The central courtyard of the ancestral estate was built from heavy, weathered grey stone—slabs shipped from the mainland decades ago that had grown smooth under the coastal salt air.
Veer stood in the center of the courtyard, his massive frame casting a long shadow across the rock. Even without actively channeling his aura, the physical presence of a high-tier Hunter was overwhelming. His muscles were like coiled steel wires, a testament to a century of surviving a world shaped by violent evolution.
"Alright, Krishak," Veer said, dropping a pair of small, padded training weights onto the stone with a heavy thud. "Before a Hunter ever learns to swing a weapon or hunt a Beast, he must temper his vessel.

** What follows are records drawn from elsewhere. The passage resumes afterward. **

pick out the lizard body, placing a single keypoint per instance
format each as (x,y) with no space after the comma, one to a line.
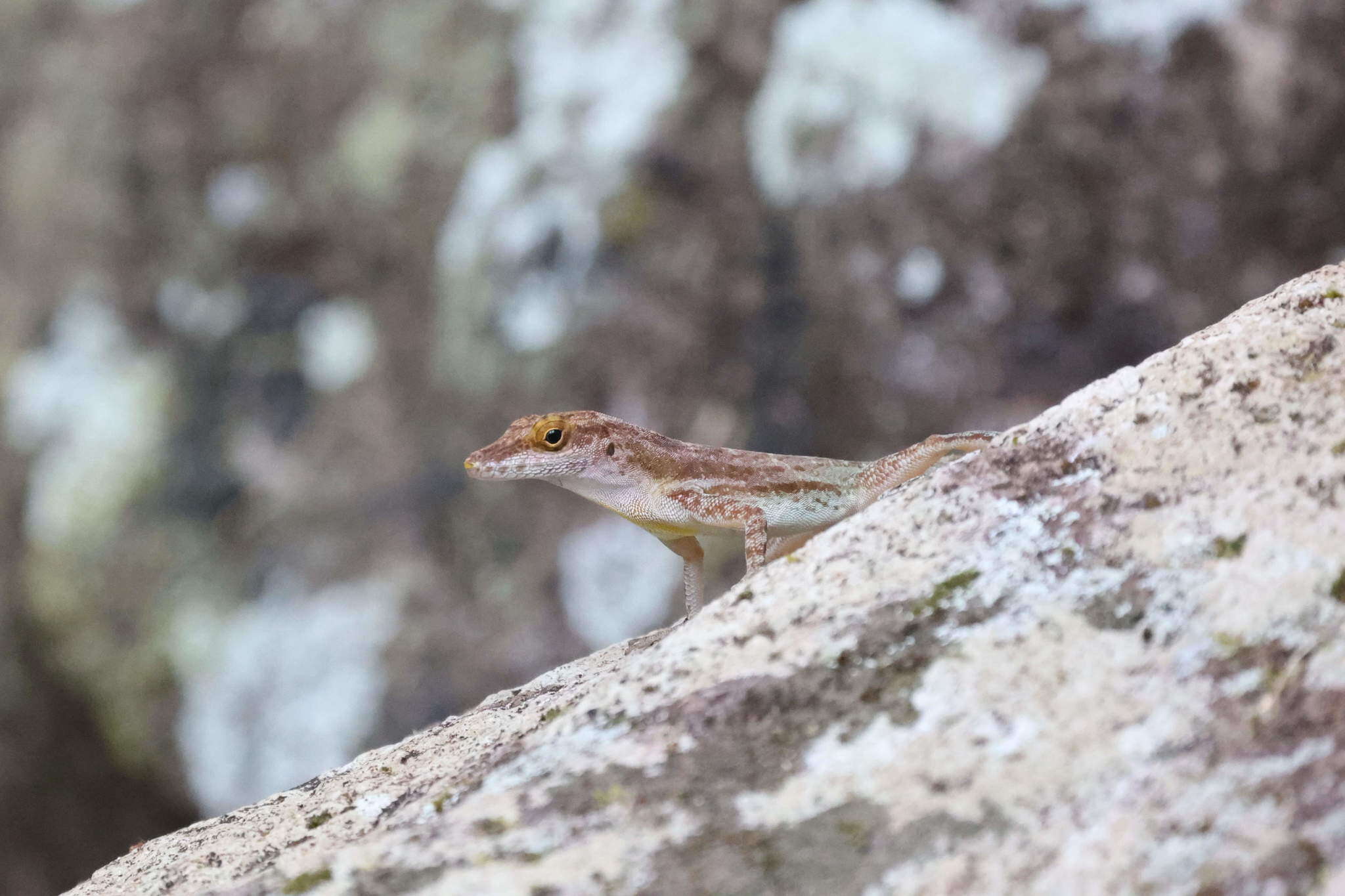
(680,490)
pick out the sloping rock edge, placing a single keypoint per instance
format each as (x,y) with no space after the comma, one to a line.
(1102,656)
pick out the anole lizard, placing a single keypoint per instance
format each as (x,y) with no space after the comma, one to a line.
(680,490)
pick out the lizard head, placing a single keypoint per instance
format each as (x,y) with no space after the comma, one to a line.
(545,446)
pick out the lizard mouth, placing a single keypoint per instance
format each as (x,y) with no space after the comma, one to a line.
(494,471)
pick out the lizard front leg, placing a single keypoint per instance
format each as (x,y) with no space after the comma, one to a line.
(728,513)
(693,566)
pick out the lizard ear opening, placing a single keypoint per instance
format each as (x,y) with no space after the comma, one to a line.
(550,435)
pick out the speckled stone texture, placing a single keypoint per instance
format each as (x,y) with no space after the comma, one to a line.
(1102,656)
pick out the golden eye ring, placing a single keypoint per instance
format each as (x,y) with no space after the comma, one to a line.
(550,435)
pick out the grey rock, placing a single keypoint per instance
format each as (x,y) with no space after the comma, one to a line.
(1102,656)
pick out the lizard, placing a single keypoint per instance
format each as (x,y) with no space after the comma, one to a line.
(681,492)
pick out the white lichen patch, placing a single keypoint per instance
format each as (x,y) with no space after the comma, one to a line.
(208,314)
(615,581)
(294,688)
(592,81)
(338,341)
(93,409)
(238,195)
(852,82)
(1152,23)
(919,276)
(1055,666)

The spiritual wave altered our bones, making them denser, but if you don't forge them through sweat, they remain brittle. Today, we start with the absolute foundation: the iron stance."
Krishak looked down at the simple iron-weighted bands, then up at his father.
An iron stance, Krishak mused inwardly, a ghost of a smile touching his childish lips. How nostalgic. In the Heavenly Universe, low-level immortal cultivators began their journey by absorbing pure, liquid Qi to instantly refine their marrow. But Earth was a barren desert. To grow strong here, one had to use the planet itself.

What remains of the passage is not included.